Amphi District Cancels High School Course Created By the Freedom Center

Posted By on Fri, Apr 26, 2019 at 11:54 AM

COURTESY OF BIGSTOCK
  • Courtesy of BigStock

In December, the TUSD board voted unanimously to remove the high school course, Ethics, Economy, and Entrepreneurship, from its curriculum. The course was created by faculty at UA's Freedom Center, the local outpost of the Koch networks' nationwide web of think tanks and university centers. The effort to get the course out of TUSD was led by a local group, Kochs Off Campus.

That's the short version of a much longer story.
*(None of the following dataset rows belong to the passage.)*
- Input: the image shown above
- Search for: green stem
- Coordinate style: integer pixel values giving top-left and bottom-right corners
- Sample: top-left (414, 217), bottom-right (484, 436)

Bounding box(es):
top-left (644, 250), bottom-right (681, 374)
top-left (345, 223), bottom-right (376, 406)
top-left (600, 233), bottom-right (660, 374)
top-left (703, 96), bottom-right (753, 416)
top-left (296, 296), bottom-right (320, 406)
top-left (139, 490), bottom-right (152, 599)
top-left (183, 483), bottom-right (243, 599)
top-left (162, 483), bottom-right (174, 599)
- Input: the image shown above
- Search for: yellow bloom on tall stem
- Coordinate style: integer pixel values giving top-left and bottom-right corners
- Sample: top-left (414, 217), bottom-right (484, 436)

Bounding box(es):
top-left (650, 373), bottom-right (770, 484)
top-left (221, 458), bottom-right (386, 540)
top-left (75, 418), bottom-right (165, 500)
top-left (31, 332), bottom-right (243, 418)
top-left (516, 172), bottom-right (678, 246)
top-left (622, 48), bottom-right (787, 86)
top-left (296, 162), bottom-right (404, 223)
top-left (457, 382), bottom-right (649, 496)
You can read more here.

That left three local districts, Amphitheater, Vail and Sahuarita, still offering the course, as well as a small number of charter and private schools.

Now you can cross Amphi off the list as well, for the moment anyway.

After its successful efforts convincing TUSD the course didn't belong in the district curriculum, Kochs Off Campus turned its attention to Amphi. The group's members sent Freedom of Information requests to the district asking for relevant records and emails, spoke at two recent board meetings and sent a number of emails expressing specific concerns about the course.

Monday, April 22, Amphi Superintendent Todd Jaeger wrote an email to members of Kochs Off Campus saying the course will not be taught at Ironwood Ridge High School next year, the only school in the district currently offering it. The reason, he wrote, is that not enough students signed up.

"Interest in the course, quite frankly, has waned and can no longer justify its continuation based on enrollment alone." According to Jaeger, that means there is no reason to discuss the issue further. "Thus, the matter is rather moot at this point," he wrote, "without even getting to the merits of concerns raised with respect to the course or its materials."